How acceptable is it to change a speech after it’s been made? Isn't it rewriting history?

Janet Downs's picture
“In schools like Woodpecker Hall Primary in Edmonton or Durand Academy in Lambeth far more children than the national average are registered as having special educational needs. But every child – regardless of the challenges they face – achieves far above the national average in numeracy and literacy.”

Michael Gove, speech to Policy Exchange, original draft 5 September 2013, in which Gove claimed to have visited schools that didn't exist.

But the “original draft” was updated on 13 September - seven days after the Education Secretary gave his speech. The “original draft” now reads:

“In schools like Cuckoo Hall Primary or Durand Academy far more children than the national average are registered as having special educational needs. But the vast majority of children - regardless of the challenges they face - achieved at or above the expected level in numeracy and literacy.”

But is it acceptable to change the words of a speech after it has been made? A copy of a speech is a historical record and is expected to be accurate. It is not acceptable to alter speeches in, say, Hansard because a minister gave inaccurate information to the House of Commons.

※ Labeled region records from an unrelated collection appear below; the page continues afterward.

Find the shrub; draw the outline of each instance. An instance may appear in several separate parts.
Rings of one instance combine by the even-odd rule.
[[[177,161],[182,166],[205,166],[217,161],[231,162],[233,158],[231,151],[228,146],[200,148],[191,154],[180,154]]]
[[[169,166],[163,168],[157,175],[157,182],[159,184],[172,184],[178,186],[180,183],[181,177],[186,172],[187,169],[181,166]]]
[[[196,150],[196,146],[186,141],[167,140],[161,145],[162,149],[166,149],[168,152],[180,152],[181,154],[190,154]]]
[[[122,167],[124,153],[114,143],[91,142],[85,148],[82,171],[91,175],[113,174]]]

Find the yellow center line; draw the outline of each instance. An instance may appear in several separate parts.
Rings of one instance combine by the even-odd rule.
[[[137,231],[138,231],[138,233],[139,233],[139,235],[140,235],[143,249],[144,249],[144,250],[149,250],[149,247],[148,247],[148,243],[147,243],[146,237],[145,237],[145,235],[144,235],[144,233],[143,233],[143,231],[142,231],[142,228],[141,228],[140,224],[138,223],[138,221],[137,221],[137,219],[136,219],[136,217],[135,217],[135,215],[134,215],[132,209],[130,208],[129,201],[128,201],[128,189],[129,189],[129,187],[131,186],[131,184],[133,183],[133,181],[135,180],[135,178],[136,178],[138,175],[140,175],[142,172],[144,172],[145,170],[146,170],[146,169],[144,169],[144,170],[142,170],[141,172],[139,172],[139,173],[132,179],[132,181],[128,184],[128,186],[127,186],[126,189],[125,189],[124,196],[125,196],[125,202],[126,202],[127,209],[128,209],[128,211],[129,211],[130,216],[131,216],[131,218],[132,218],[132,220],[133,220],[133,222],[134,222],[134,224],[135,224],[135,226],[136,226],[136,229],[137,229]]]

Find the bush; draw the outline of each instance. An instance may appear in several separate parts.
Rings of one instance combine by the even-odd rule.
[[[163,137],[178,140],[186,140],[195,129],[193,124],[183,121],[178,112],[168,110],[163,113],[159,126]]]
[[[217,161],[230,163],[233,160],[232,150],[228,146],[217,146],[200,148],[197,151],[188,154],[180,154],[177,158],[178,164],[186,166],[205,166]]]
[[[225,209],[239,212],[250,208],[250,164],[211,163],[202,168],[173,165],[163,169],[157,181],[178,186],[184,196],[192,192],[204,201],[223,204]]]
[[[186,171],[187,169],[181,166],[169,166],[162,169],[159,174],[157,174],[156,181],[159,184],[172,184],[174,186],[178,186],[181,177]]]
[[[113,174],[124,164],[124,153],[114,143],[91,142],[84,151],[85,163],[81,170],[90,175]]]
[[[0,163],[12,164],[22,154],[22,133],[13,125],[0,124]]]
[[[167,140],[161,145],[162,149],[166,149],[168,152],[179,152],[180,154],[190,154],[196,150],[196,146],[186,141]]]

In Orwell’s Animal Farm, the Seven Commandments painted on the wall were constantly changed. The pigs relied on the animals not having a clear memory of what was originally written. The Department for Education (DfE) seems to be using similar tactics. Thanks to Warwick Mansell, however, the original words were quoted in the Guardian.

It’s not the first time I’ve suspected the DfE has altered items after publication. I found two press releases about free schools had been “updated” in early 2013 – the dates were clearly given. I suspected these alterations were to erase any mention of Kings Science Academy which had once been praised in glowing terms but had been judged “requires improvement” by Ofsted* (and we now know Kings was being investigated by the Educational Funding Agency). I rechecked the press releases this morning and the update dates have been removed (see here and here). The “page history” gives no indication that the pages have been altered.

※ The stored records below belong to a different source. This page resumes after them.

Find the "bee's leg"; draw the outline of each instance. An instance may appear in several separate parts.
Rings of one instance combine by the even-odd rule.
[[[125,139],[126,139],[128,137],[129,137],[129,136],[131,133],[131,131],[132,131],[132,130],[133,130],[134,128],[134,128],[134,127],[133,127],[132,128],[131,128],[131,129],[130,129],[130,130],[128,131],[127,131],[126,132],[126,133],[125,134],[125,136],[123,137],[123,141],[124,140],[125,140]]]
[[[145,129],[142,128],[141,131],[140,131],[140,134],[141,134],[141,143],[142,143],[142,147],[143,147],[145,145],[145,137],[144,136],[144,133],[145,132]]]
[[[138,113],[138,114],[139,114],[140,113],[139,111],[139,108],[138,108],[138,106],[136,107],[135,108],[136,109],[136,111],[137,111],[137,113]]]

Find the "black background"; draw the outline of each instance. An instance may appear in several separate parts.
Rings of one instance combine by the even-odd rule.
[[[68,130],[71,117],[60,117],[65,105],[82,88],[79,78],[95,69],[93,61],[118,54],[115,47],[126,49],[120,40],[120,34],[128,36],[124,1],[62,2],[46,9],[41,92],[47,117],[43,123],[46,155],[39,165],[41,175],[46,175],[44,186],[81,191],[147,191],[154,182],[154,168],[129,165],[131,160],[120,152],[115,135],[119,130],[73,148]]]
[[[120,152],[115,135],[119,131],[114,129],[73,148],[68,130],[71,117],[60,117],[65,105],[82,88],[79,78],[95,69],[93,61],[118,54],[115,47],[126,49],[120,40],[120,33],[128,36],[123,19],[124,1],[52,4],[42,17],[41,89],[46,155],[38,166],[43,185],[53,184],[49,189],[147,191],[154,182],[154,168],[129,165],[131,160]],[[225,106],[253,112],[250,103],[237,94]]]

This raises the question about how many more press releases, speeches, announcements etc from the DfE have been similarly “updated”. Is it time for the DfE to update its name to the Ministry of Truth** (Minitrue in Newspeak)?


Note: the information about Durand Academy, Lambeth, is still wrong. It does not have far more children than the national average registered as having special educational needs. In 2012 Durand Academy had only 4% registered with statements or supported at School Action Plus. This is less than the national average of 11% and far below the Lambeth average of 17%. Perhaps there’ll be a further “update” to remove the reference to Durand Academy altogether.  See school performance table sorted in descending order of the proportion of SEN children in Lambeth schools.  Durand Academy is near the bottom on the second page.

*Citing Ofsted judgements does not imply agreement

**The Ministry of Truth, aka Minitrue, was the government department responsible for propaganda and rewriting history in George Orwell’s 1984.